How does this work on the actual name of the file? Isn't it impossible to save a file that contains / or \
in their name? At least in windows? I'd say go for the warning.
How does this work on the actual name of the file? Isn't it impossible to save a file that contains
/ or \
in their name? At least in windows? I'd say go for the warning.
Well somehow I ended up with this: And btw. this is also why I wanted to use some kind of hash instead.
.
├── Ithreshup100k=5_b=0.16_liftlockdowndelay=14_localdir=
│ └── data
│ └── username
│ └── epiproject
│ └── dataset_20200525
│ ├── _model=SIRsubdivision.MeanFieldLockdownAll.Population_subdivsize=100000_timesel=complete_xcol=xi_xvals=(1=0,10=1,2=0,3=0,4=0.001,5=0.003,6=0.01,7=0.032,8=0.1,9=0.316)_ycol=lockdowndays_weightedmean.bson
│ └── _model=SIRsubdivision.MeanFieldLockdownAll.Population_subdivsize=100000_timesel=complete_xcol=xi_ycol=lockdowndays_weightedmean.bson
├── Ithreshup100k=5_b=0.2_liftlockdowndelay=14_localdir=
│ └── data
│ └── username
│ └── epiproject
│ └── dataset_20200525
│ ├── _model=SIRsubdivision.MeanFieldLockdownAll.Population_subdivsize=100000_timesel=complete_xcol=xi_xvals=(1=0,10=1,2=0,3=0,4=0.001,5=0.003,6=0.01,7=0.032,8=0.1,9=0.316)_ycol=lockdowndays_weightedmean.bson
│ └── _model=SIRsubdivision.MeanFieldLockdownAll.Population_subdivsize=100000_timesel=complete_xcol=xi_ycol=lockdowndays_weightedmean.bson
└── Ithreshup=5_b=0.24_liftlockdowndelay=14_localdir=
└── data
└── username
└── epiproject
└── dataset_20200525
├── _model=SIRsubdivision.MeanFieldLockdownAll.Population_timesel=complete_xcol=xi_xvals=(1=0,10=1,2=0,3=0,4=0.001,5=0.003,6=0.01,7=0.032,8=0.1,9=0.316)_ycol=lockdowndays_weightedmean.bson
└── _model=SIRsubdivision.MeanFieldLockdownAll.Population_timesel=complete_xcol=xi_ycol=lockdowndays_weightedmean.bson
but do you still get same thing if you escape slashes?

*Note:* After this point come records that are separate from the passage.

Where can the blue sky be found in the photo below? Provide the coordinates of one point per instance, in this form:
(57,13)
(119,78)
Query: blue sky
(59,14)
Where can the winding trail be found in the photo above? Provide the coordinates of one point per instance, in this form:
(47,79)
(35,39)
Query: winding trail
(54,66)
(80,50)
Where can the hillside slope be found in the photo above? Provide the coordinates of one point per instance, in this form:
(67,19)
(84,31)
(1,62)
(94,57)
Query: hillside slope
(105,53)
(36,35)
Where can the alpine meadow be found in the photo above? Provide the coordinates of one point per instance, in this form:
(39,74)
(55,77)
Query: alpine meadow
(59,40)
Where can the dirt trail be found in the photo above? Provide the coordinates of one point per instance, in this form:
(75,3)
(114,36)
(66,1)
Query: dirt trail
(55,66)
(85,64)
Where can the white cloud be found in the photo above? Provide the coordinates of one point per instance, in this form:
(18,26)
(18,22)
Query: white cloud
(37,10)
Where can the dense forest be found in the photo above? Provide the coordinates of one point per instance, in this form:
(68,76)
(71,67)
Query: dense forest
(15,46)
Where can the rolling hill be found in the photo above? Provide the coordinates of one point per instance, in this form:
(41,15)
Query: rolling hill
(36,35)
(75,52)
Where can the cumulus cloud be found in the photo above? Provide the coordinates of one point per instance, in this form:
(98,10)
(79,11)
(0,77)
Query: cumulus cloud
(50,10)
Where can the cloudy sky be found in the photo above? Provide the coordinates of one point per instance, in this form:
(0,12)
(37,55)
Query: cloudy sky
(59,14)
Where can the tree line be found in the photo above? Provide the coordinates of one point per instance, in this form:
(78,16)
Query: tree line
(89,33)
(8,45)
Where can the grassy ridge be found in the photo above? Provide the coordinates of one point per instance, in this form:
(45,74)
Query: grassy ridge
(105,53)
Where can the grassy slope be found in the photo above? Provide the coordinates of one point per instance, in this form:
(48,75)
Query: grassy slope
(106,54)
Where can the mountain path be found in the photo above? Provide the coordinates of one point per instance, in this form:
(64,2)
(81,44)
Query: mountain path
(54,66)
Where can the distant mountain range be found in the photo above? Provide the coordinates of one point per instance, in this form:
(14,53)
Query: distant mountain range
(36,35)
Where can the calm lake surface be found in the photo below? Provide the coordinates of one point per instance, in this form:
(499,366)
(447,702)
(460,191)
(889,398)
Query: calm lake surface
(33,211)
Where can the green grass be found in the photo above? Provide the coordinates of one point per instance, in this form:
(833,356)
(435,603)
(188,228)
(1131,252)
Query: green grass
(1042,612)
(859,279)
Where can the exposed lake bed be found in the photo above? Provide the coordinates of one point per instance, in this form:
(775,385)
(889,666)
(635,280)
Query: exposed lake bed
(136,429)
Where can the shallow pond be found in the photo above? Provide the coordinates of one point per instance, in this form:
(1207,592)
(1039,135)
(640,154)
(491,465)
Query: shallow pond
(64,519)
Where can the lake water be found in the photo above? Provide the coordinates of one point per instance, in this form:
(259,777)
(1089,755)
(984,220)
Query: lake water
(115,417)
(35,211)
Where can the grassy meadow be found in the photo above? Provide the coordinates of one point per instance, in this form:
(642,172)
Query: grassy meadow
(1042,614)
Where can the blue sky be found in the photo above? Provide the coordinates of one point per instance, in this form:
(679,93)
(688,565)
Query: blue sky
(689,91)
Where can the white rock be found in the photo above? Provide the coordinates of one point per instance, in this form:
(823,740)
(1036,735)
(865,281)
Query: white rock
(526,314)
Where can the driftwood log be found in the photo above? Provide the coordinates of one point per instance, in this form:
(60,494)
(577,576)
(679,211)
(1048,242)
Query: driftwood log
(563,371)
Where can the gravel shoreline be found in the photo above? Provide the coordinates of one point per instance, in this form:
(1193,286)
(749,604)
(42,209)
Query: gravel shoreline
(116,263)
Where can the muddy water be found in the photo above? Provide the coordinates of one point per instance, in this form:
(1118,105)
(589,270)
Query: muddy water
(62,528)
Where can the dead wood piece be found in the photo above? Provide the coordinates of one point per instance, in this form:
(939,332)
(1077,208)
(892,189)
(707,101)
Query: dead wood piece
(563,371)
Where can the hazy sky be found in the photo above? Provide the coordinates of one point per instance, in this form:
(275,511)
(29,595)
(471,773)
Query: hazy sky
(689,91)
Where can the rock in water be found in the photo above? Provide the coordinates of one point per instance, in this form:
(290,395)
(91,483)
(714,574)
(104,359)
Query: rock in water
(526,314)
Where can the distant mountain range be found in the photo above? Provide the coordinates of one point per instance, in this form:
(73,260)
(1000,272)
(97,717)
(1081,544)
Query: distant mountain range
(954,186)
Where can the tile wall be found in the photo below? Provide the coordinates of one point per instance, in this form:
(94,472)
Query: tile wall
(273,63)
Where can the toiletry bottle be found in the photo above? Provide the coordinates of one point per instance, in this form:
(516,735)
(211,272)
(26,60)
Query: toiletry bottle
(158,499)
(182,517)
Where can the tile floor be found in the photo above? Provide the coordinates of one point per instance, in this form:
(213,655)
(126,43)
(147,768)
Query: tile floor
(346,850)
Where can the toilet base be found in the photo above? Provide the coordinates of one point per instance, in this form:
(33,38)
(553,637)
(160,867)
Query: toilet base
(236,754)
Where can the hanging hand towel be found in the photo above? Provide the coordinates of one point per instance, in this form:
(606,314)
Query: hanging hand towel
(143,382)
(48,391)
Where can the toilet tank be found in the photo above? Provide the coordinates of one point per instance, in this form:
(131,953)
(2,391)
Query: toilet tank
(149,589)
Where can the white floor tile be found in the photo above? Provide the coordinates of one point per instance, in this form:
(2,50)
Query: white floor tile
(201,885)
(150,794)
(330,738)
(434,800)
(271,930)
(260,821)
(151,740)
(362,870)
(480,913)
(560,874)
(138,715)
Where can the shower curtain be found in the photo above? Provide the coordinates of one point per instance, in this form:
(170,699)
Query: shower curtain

I guess we should in general do more checks in
savename()
since there are more characters which can cause problems. Especially on windows the list is quite large (<>/?*|": etc.).What do you mean by a hash? Something like a base64 encoding or so?
hm, I looked at base64
but my impression is that filenames would not get shorter..
Base.hash
looks more promising even if it is not reversible.
but do you still get same thing if you escape slashes?
How would you like me to escape them?
Doing //
does not work and \/
also errors
or should we escape them?
You suggested that they can be escaped :P I never thought it was possible :P
Base.hash looks more promising even if it is not reversible.
I've tested a bit and Base.hash(savename(...))
gives same hash for same input string. It is not invertible but it is deterministic, which is one of the main purposes of savename
. What I wonder is whther these hashes change from Julia version to Julia version.
I don't know about that.
Also, I was mostly thinking of using Base.hash(c)
instead of savename(c)
.
There is no point in still risking string rounding issues a.k.a 0.154 != 0.153
but "0.15" == "0.15"
when we're not using the string as a filename anyway.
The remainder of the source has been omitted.